Like many other articles I have read this one talked about Lithium being similar or even cheaper over the battery lifespan than lead acid. This may be true if compared to AGM or any other ‘sealed’ lead acid and possibly true compared to flooded 12v batteries. If comparing Lithium to quality 6v flooded lead acid it is probably not true. In a typical cruising boat with a house bank of 350Ah/hrs or above, 6v lead acid cells have a very similar cycle capacity to Lithium at a much lower cost and can be expected to have a lifespan of 10-15 years when properly managed. Most people do not realize how much difference there is between a true ‘deep cycle’ lead acid 6v battery and the lightweight 12v flooded or sealed one marketed for RV’s and small boats which at best can be expected to last 3-5yrs.

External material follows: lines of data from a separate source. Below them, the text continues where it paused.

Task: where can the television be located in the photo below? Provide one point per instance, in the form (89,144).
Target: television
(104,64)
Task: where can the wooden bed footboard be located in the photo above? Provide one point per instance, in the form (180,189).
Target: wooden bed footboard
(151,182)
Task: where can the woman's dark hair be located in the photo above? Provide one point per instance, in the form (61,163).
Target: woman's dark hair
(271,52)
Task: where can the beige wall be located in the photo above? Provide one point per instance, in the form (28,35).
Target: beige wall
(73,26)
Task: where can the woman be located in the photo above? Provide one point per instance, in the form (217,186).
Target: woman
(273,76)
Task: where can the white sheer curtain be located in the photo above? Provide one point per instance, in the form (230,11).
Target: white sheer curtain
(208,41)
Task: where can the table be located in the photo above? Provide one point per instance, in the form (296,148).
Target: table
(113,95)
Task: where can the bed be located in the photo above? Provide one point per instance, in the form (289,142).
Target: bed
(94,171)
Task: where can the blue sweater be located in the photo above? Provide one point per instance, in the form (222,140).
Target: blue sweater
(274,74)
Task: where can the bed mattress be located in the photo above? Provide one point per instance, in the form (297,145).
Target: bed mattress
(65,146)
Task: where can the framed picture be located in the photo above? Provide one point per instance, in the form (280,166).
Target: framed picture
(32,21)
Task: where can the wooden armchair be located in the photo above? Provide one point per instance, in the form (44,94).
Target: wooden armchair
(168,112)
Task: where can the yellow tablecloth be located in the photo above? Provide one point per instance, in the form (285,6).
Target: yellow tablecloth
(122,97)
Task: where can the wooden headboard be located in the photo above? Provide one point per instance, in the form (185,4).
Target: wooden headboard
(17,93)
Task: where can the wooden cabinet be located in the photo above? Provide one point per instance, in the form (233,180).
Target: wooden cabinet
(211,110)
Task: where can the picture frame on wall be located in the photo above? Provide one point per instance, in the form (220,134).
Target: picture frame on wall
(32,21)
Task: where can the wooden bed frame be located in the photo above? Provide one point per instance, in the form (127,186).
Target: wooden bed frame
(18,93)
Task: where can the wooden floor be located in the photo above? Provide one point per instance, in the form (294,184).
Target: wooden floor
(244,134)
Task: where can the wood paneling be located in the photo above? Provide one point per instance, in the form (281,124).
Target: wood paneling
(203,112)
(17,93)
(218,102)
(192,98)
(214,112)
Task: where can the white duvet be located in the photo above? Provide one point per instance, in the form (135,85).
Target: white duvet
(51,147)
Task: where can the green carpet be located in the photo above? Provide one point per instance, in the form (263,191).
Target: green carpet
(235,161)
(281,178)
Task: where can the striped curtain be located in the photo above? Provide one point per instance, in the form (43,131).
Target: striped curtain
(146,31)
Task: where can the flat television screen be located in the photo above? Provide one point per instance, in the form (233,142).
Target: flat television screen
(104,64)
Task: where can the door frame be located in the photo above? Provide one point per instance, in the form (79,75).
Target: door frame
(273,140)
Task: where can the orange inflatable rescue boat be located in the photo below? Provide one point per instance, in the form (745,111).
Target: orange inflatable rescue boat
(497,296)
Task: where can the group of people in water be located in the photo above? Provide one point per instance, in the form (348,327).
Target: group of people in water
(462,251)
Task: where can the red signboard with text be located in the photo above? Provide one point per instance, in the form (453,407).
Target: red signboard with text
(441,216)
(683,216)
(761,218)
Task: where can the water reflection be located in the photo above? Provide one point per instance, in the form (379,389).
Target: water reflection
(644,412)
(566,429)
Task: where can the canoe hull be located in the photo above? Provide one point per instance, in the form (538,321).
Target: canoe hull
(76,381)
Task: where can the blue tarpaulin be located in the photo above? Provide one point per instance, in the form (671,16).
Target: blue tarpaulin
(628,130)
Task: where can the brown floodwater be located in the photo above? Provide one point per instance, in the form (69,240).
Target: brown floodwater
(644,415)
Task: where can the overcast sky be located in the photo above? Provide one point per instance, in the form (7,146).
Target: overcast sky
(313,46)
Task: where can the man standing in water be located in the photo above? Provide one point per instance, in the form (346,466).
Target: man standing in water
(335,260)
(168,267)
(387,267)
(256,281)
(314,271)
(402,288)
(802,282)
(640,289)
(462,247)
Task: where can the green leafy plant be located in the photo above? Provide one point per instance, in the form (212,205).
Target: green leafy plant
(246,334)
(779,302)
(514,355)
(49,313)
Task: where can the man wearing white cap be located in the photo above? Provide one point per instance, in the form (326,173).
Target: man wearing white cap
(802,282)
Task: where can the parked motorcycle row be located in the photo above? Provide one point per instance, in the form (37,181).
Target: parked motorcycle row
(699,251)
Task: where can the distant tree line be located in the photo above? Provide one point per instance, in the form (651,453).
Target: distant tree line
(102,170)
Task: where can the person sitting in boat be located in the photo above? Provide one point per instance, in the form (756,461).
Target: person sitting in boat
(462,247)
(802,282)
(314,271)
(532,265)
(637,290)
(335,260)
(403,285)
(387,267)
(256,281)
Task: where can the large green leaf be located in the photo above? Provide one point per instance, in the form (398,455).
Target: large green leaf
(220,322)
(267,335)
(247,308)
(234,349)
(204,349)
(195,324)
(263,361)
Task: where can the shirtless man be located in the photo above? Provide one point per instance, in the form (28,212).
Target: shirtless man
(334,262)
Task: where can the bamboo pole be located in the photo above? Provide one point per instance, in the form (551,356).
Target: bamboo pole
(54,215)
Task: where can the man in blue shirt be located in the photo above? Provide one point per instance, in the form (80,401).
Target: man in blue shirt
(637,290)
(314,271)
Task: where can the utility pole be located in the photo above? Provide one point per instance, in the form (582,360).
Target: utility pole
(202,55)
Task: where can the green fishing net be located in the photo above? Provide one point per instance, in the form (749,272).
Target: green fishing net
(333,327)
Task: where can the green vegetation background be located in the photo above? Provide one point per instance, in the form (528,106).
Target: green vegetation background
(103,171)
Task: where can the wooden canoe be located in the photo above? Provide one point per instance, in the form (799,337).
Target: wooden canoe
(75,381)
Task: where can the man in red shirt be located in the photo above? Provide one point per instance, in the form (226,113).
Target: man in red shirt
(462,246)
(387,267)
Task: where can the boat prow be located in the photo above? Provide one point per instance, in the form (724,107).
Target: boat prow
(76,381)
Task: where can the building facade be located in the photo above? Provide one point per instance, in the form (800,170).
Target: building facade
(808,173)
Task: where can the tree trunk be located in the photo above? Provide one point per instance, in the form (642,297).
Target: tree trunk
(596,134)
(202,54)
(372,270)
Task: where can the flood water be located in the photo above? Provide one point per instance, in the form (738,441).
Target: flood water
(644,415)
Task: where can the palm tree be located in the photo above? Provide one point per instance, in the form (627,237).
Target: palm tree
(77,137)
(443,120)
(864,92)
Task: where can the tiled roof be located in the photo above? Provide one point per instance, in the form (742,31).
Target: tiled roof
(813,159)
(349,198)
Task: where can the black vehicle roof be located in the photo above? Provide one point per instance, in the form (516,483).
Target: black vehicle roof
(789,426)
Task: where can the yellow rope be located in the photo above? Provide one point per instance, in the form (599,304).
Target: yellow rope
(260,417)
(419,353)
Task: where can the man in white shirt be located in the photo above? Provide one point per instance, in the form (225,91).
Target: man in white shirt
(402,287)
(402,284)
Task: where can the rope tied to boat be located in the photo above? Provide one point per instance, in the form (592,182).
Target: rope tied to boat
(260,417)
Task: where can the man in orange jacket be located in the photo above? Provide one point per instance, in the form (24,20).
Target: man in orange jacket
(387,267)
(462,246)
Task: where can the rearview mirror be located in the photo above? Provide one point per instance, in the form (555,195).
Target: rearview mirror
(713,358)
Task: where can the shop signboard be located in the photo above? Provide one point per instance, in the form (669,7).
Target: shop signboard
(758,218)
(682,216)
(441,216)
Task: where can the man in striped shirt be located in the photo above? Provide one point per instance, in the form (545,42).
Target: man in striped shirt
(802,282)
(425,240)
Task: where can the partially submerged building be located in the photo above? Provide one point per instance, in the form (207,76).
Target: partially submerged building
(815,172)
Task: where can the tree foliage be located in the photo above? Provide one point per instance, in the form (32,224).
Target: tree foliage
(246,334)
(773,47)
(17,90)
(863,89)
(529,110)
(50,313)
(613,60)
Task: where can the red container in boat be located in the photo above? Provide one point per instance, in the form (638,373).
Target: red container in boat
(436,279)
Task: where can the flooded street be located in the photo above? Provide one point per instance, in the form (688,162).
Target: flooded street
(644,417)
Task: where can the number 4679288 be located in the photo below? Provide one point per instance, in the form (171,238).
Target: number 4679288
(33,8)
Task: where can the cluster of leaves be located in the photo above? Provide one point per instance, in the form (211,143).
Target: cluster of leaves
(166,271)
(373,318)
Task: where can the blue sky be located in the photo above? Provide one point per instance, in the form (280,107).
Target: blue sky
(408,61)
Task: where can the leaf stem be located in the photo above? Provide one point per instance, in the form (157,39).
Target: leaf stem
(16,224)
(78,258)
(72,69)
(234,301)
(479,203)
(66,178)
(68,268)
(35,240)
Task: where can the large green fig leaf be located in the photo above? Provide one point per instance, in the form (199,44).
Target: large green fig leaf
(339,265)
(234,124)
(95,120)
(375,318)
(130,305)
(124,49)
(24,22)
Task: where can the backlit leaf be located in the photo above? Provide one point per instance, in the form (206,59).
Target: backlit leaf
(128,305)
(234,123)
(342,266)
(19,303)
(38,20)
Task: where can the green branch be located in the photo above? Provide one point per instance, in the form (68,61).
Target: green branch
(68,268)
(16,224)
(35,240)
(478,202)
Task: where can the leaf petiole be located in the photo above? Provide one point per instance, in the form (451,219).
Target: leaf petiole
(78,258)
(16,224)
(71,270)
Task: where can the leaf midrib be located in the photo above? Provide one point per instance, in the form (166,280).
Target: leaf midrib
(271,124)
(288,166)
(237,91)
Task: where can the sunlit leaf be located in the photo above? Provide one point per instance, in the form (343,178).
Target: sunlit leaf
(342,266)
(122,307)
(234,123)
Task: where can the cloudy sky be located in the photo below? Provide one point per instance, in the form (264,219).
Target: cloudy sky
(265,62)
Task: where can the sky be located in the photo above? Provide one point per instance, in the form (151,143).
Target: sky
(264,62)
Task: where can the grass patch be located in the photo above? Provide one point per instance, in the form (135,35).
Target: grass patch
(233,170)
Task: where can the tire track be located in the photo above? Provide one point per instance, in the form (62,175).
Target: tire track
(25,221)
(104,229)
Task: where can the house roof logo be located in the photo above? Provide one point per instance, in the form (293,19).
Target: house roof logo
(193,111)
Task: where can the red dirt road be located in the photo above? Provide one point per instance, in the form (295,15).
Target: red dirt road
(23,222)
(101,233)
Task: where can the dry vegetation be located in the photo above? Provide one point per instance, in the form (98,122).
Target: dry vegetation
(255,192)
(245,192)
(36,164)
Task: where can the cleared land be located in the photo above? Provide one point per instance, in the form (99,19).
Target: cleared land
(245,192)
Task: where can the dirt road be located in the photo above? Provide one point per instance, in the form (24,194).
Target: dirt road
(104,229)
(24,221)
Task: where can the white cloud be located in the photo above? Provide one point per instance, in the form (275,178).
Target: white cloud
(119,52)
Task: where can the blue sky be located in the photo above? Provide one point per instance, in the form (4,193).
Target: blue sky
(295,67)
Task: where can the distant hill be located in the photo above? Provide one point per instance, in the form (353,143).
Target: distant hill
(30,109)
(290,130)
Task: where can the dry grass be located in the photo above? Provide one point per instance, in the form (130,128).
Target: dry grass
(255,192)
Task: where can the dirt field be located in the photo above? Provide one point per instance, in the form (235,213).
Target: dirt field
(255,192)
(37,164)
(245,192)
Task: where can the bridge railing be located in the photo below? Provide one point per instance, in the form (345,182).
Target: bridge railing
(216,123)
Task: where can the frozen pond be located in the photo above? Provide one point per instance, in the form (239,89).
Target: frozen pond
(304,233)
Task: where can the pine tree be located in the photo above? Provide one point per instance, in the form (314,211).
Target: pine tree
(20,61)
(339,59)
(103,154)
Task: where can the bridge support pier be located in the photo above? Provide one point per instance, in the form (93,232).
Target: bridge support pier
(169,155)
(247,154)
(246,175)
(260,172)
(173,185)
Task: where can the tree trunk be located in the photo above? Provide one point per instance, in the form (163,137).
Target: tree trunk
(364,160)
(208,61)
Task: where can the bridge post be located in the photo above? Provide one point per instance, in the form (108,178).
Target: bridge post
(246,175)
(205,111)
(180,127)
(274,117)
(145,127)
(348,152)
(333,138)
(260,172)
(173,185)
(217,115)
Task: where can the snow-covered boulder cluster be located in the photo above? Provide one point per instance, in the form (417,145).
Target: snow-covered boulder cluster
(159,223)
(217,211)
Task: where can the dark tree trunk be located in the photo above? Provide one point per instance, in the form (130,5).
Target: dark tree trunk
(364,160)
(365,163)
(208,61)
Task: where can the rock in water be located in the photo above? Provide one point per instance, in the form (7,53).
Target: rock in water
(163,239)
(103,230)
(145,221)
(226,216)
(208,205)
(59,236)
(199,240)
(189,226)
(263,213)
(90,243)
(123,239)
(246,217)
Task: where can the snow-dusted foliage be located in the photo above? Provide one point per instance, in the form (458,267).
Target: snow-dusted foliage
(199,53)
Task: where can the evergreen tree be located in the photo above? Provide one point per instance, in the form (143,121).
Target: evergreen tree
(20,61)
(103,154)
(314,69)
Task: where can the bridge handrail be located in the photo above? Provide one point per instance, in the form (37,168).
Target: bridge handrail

I’d be interested in information on how best to store Lithium batteries when the boat is hauled out for 3 to 9 months. I’ve read that 60% charged is better than 100%, but how do you maintain that level? Thanks
I am converting to Lithium. I have to say I think the denomination of LiFePo4 batteries should not belong in the family of Lithium-Ion LFP. For me they are distinctively different.
With LiFePO4 (LFP) in the long terms cells will get unbalanced , the BMS of the battery will protect the overcharged or under charged cell by shutting down the battery resulting in a blackout. Therefore it is important to have redundancy by putting 2 or more LFP batteries in parallel. Is this enough, not at all. To prevent cell inbalance you would have to open the casing of the batteries and check the level of each cell. Not convenient at all. This is why I recommend strongly going for batteries with bluetooth.
About the alternators:
I think one approach is as the author say using a DC to DC charger,but I think using an external regulator with a temperature sensor attached to the alternator will be more efficient.
There is also an other approach for the entire system and I believe this information can be found in the YouTube videos of Emily & Clark were he explain how to build an hybrid system with AGM or Lead and LFP batteries. He also explain how to modify your alternator to connect it to an external regulator and many other considerations like how to charge the LFPs properly. Fair winds.